Police have sealed off at least two towns — Marysville and Kinglake — where dozens of deaths occurred — setting up roadside checkpoints and controlling access to the area.

Victoria Police Commissioner Christine Nixon said specialist fire investigators were on the ground at one fire site, in Churchill, east of Melbourne, and would go to others.

Kinglake is "where the most deaths are, but wherever a death has occurred we investigate that as a crime," Nixon told Australian Broadcasting Corp. radio.

Anyone found guilty of lighting a wildfire that causes death faces 25 years in prison in Victoria. However, a murder conviction could result in a life sentence, said federal Attorney General Robert McClelland.

At least 750 homes were destroyed. Officials said both the tolls of human life and property would almost certainly rise.

Stunned survivors were gathering at dozens of emergency relief centers at town halls and schools.

At the town of Whittlesea, 7 miles (12 kilometers) west of the Kinglake region, survivors sat in the dirt outside, accepting cups of coffee and sandwiches being handed out by volunteers. Others hugged each other with tears in their eyes.

Australian Red Cross officials were compiling lists of survivors to make it easy for family members to track them down.

The Red Cross said more than 4,000 people had been listed across the state.

Jack Barber said he fled his house in Pheasant Creek with his wife and a few belongings on Saturday and spent the night on a sports field dodging flames that licked at them from different directions as wind gusts blew them closer.

They drove out of the disaster zone on Sunday.

"There were dead horses, live horses, kangaroos bouncing down the road with flames at their back. It was horrific," Barber said.

Victoria state Premier John Brumby on Monday announced a royal commission would be held. A royal commission is among the highest-level investigations that can be called under Australian law.

Usually, a former judge is appointed to take extensive evidence and make formal findings that can lead to charges or changes in the law.

While weather conditions have eased since Saturday's inferno, more than one dozen fires still burned in Victoria and gusting winds threatened to fan them toward towns not previously hit.

Forecasters said temperatures may rise again later in the week.

Blazes have been burning for weeks in the southeastern state of Victoria but turned deadly Saturday when searing temperatures and wind blasts created a firestorm that swept across the region.

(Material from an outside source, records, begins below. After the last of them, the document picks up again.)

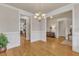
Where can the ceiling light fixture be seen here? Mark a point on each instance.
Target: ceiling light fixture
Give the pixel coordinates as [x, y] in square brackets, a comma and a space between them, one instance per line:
[39, 16]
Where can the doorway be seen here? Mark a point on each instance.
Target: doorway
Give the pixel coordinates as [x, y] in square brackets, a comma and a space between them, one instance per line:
[24, 29]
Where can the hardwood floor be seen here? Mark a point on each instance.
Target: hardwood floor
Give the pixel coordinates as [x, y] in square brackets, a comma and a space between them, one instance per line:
[52, 47]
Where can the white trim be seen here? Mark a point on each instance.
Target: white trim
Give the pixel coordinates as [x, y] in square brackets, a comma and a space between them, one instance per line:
[19, 10]
[60, 10]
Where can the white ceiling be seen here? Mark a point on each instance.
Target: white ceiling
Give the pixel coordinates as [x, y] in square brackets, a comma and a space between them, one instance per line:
[36, 7]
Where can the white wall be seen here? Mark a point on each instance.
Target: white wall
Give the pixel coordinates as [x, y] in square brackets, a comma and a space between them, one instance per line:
[38, 30]
[65, 16]
[9, 25]
[35, 30]
[75, 41]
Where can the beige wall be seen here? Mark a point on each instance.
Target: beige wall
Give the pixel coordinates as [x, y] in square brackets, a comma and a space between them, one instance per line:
[9, 20]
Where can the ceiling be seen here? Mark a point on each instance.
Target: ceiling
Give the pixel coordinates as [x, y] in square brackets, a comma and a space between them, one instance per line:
[38, 7]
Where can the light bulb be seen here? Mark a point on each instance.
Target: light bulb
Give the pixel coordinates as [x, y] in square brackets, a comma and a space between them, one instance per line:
[35, 16]
[39, 18]
[43, 15]
[51, 17]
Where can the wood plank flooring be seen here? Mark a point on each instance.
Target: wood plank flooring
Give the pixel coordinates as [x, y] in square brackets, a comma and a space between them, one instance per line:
[52, 47]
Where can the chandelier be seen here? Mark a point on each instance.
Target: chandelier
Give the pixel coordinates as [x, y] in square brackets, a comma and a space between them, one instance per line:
[39, 16]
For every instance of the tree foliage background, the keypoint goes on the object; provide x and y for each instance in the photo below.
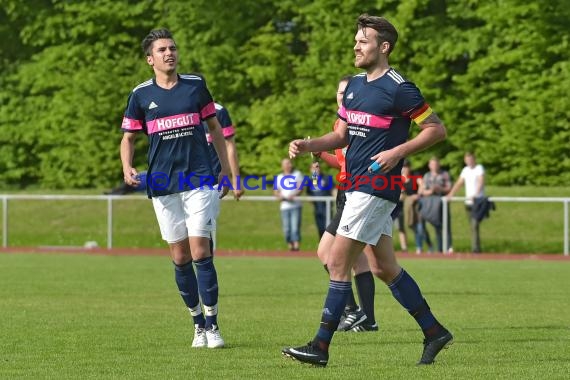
(496, 71)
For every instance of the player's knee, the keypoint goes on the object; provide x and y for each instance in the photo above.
(386, 272)
(337, 270)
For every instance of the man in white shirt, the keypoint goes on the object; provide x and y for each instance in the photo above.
(287, 187)
(473, 175)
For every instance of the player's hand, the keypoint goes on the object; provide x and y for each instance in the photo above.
(238, 193)
(222, 179)
(297, 147)
(131, 177)
(386, 160)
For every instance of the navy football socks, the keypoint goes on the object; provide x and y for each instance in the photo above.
(208, 288)
(334, 306)
(366, 287)
(408, 294)
(188, 288)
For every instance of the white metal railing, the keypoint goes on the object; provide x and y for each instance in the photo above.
(109, 199)
(265, 198)
(564, 201)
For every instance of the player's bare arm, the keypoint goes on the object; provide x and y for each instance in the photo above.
(234, 166)
(220, 145)
(127, 153)
(432, 132)
(332, 140)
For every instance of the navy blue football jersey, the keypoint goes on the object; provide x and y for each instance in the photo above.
(178, 154)
(228, 131)
(378, 114)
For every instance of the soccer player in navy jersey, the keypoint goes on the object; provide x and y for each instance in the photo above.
(228, 130)
(377, 109)
(170, 108)
(354, 317)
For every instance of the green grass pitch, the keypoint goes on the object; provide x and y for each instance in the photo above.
(74, 316)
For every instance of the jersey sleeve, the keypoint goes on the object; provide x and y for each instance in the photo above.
(133, 119)
(225, 120)
(410, 103)
(206, 102)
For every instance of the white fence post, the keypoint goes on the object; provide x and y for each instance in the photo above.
(566, 227)
(110, 222)
(444, 223)
(4, 221)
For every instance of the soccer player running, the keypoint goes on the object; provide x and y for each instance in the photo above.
(228, 131)
(354, 318)
(169, 108)
(375, 115)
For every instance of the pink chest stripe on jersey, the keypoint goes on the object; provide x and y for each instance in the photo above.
(369, 120)
(226, 131)
(208, 110)
(131, 124)
(172, 122)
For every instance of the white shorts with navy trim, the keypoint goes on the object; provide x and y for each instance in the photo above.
(366, 218)
(187, 214)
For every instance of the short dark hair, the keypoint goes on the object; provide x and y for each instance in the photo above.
(156, 34)
(386, 31)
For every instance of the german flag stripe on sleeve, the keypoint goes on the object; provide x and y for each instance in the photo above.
(421, 113)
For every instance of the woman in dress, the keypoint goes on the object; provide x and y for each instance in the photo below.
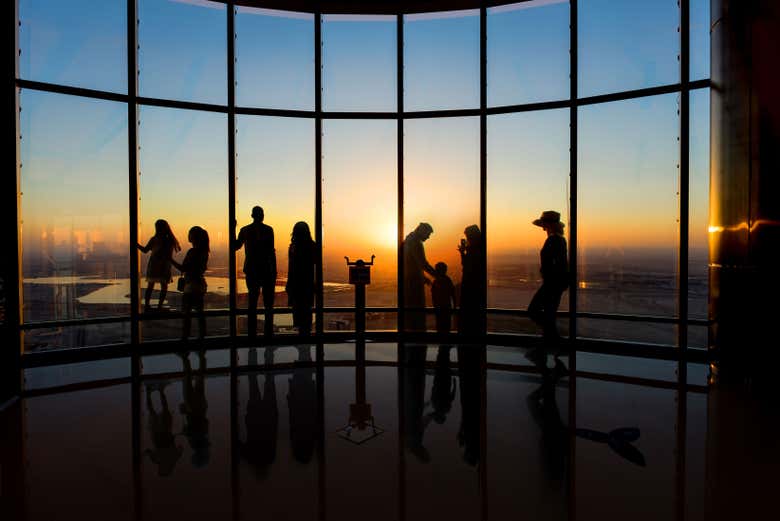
(543, 307)
(193, 267)
(302, 257)
(471, 316)
(158, 269)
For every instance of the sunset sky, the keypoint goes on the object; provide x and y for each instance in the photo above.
(74, 150)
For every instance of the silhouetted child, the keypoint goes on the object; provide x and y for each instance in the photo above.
(158, 270)
(193, 268)
(443, 297)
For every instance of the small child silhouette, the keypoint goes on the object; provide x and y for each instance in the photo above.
(443, 297)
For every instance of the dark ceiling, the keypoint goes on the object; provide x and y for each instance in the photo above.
(371, 6)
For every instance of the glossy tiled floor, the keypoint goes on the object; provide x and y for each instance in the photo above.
(468, 442)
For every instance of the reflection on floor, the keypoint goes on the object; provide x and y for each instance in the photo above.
(457, 432)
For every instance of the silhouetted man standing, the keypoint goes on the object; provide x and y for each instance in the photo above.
(259, 268)
(415, 267)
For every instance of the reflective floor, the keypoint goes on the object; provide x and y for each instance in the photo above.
(455, 433)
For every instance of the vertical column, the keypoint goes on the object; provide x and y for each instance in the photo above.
(318, 167)
(682, 269)
(132, 162)
(321, 461)
(231, 91)
(231, 133)
(573, 113)
(11, 348)
(400, 166)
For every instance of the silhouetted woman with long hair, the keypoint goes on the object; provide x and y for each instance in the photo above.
(193, 267)
(471, 315)
(158, 270)
(302, 257)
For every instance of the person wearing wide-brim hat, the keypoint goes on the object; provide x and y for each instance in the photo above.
(555, 279)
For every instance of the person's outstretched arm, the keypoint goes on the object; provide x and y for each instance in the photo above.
(147, 248)
(240, 240)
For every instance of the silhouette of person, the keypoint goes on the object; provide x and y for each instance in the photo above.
(415, 267)
(443, 298)
(302, 404)
(555, 274)
(469, 362)
(262, 422)
(302, 257)
(414, 404)
(444, 387)
(471, 316)
(257, 239)
(158, 269)
(193, 267)
(166, 453)
(194, 407)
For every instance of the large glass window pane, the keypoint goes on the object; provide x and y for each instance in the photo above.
(274, 59)
(360, 208)
(74, 208)
(528, 173)
(698, 238)
(627, 45)
(81, 43)
(184, 181)
(628, 213)
(376, 460)
(607, 476)
(87, 335)
(527, 424)
(277, 443)
(275, 170)
(700, 39)
(528, 52)
(359, 63)
(182, 50)
(443, 454)
(441, 60)
(441, 185)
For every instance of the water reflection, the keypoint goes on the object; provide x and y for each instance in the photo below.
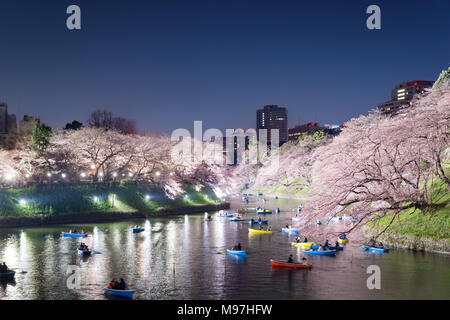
(182, 258)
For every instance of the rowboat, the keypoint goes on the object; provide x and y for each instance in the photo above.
(256, 221)
(275, 263)
(259, 231)
(322, 253)
(84, 253)
(240, 253)
(304, 245)
(373, 249)
(289, 230)
(264, 212)
(334, 248)
(120, 293)
(7, 275)
(74, 235)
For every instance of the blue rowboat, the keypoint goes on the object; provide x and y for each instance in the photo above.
(7, 275)
(373, 249)
(84, 253)
(322, 253)
(120, 293)
(74, 235)
(335, 248)
(260, 222)
(289, 230)
(237, 253)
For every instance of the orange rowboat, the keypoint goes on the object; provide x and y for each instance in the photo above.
(289, 265)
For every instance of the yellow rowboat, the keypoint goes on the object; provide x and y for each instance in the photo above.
(252, 231)
(304, 245)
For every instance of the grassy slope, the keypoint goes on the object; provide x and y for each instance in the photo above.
(95, 197)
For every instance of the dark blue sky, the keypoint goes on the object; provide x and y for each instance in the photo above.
(166, 63)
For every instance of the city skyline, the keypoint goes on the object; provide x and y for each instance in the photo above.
(169, 65)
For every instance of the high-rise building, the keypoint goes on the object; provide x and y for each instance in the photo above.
(8, 122)
(402, 94)
(273, 117)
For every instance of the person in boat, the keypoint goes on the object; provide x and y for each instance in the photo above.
(121, 285)
(113, 284)
(343, 237)
(290, 260)
(3, 268)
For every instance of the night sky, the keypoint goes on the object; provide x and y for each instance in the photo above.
(167, 63)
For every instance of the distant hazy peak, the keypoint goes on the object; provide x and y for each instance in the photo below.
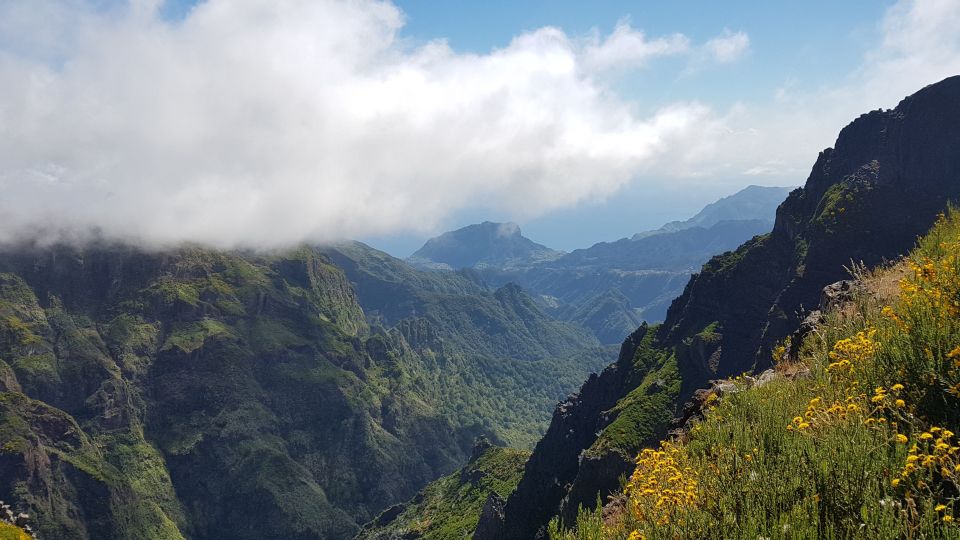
(482, 244)
(750, 203)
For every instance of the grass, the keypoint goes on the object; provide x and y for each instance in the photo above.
(450, 507)
(865, 446)
(12, 532)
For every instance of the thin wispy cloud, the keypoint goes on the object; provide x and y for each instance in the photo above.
(261, 124)
(269, 123)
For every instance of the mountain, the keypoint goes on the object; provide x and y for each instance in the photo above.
(610, 287)
(194, 393)
(484, 244)
(498, 340)
(751, 202)
(867, 199)
(449, 508)
(837, 440)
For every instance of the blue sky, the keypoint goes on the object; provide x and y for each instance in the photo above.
(804, 45)
(265, 124)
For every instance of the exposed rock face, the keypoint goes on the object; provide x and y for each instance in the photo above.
(556, 460)
(866, 200)
(609, 287)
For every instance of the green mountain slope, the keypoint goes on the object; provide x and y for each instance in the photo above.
(867, 199)
(610, 287)
(202, 394)
(852, 435)
(448, 508)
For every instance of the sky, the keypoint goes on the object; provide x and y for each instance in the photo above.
(263, 124)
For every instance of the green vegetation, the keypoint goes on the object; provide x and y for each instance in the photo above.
(449, 508)
(205, 394)
(858, 440)
(642, 413)
(12, 532)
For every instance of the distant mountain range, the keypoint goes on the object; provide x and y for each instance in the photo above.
(610, 287)
(485, 244)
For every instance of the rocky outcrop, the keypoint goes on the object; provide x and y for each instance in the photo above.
(556, 460)
(866, 200)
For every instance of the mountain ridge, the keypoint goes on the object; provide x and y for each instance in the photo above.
(882, 185)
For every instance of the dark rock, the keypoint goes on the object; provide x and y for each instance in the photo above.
(866, 200)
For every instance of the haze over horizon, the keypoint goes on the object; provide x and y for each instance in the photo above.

A long-running drought in the south — the worst in a century — had left forests extra dry and Saturday's fire conditions were said to be the worst ever in Australia.

From the air, the landscape was blackened as far as the eye could see. Entire forests were reduced to leafless, charred trunks, farmland to ashes. The Victoria Country Fire Service said some 850 square miles (2,200 kilometers) were burned out.

Only five houses were left standing out of about 40 in one neighborhood of the hard-hit Kinglake district that an Associated Press news crew flew over.

Street after street was lined by smoldering wrecks of homes, roofs collapsed inward, iron roof sheets twisted from the heat.

The burned-out hulks of cars dotted roads. A church was smoldering, only one wall with a giant cross etched in it remained standing.

Residents were repeatedly advised on radio and television announcements to initiate their so-called "fire plan" — whether it be staying in their homes to battle the flames or to evacuate before the roads became too dangerous. But some of the deaths were people who were apparently caught by the fire as they fled in their cars or killed when charred tree limbs fell on their vehicles.